22 of 216 comments (clear)

  1. All comes down to budget by Admodieus · · Score: 5, Informative

    In most organizations, the IT department is treated as pure cost instead of something that provides strategic value. These IT departments have no chance of getting a budget approved that will allow them to "start over" on any part of their implementation; hence the constant onslaught of temporary fixes and patches.

    --
    "It's a reverse vampire...they....they crave the sun!"
    1. Re:All comes down to budget by Opportunist · · Score: 4, Insightful

      Budget and the lack of ability to see ahead, on the side of the decision makers.

      Far too often decision makers are not the people who also have to suffer, I mean work with the tools they bought. They are often easily swayed by a nifty presentation from a guy who doesn't know too much either but promises everything, and of course the ability to cut cost in half, if not more, so they buy. Only to find out that the solution they bought is not suitable to the problem at hand. And then the bandaids start to pop up.

      --
      We used to have a Bill of Rights.
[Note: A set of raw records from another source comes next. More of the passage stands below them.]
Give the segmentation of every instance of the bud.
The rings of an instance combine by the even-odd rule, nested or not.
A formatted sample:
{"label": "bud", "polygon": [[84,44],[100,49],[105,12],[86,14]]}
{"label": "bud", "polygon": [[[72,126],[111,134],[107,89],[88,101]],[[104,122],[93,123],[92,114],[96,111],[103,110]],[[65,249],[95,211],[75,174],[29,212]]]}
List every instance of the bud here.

Now, with the rights gone, all we have left is the bill.
    2. Re:All comes down to budget by Megaweapon · · Score: 4, Insightful

      They are often easily swayed by a nifty presentation from a guy who doesn't know too much either but promises everything, and of course the ability to cut cost in half, if not more, so they buy.

      If you've worked in a huge shop, you know that the big software vendors send reps out to IT managers for golf outings and the like. Screw it if the software works or not, just fluff up the guy with the budget rubber stamp.

      --
      I'm sure "SlashdotMedia" will improve on all the wonders that Dice Holdings blessed us all with
    3. Re:All comes down to budget by eln · · Score: 5, Informative

      The problem is not with kludges themselves, but with the fact that IT management does not stress documentation and proper change control procedures enough. If a kludge works, is documented, was implemented with proper change controls, and can be repeated, is it really a kludge anymore? IT has to screw around with stuff to make it work, that's what they (we) get paid for. If all we ever had to do was click on an install button and have everything work perfectly from there, what would be the purpose of an IT department at all? Off-the-shelf software and hardware can never be made to work perfectly for everyone's requirements. IT folks are paid to get non-unique components to work for unique requirements.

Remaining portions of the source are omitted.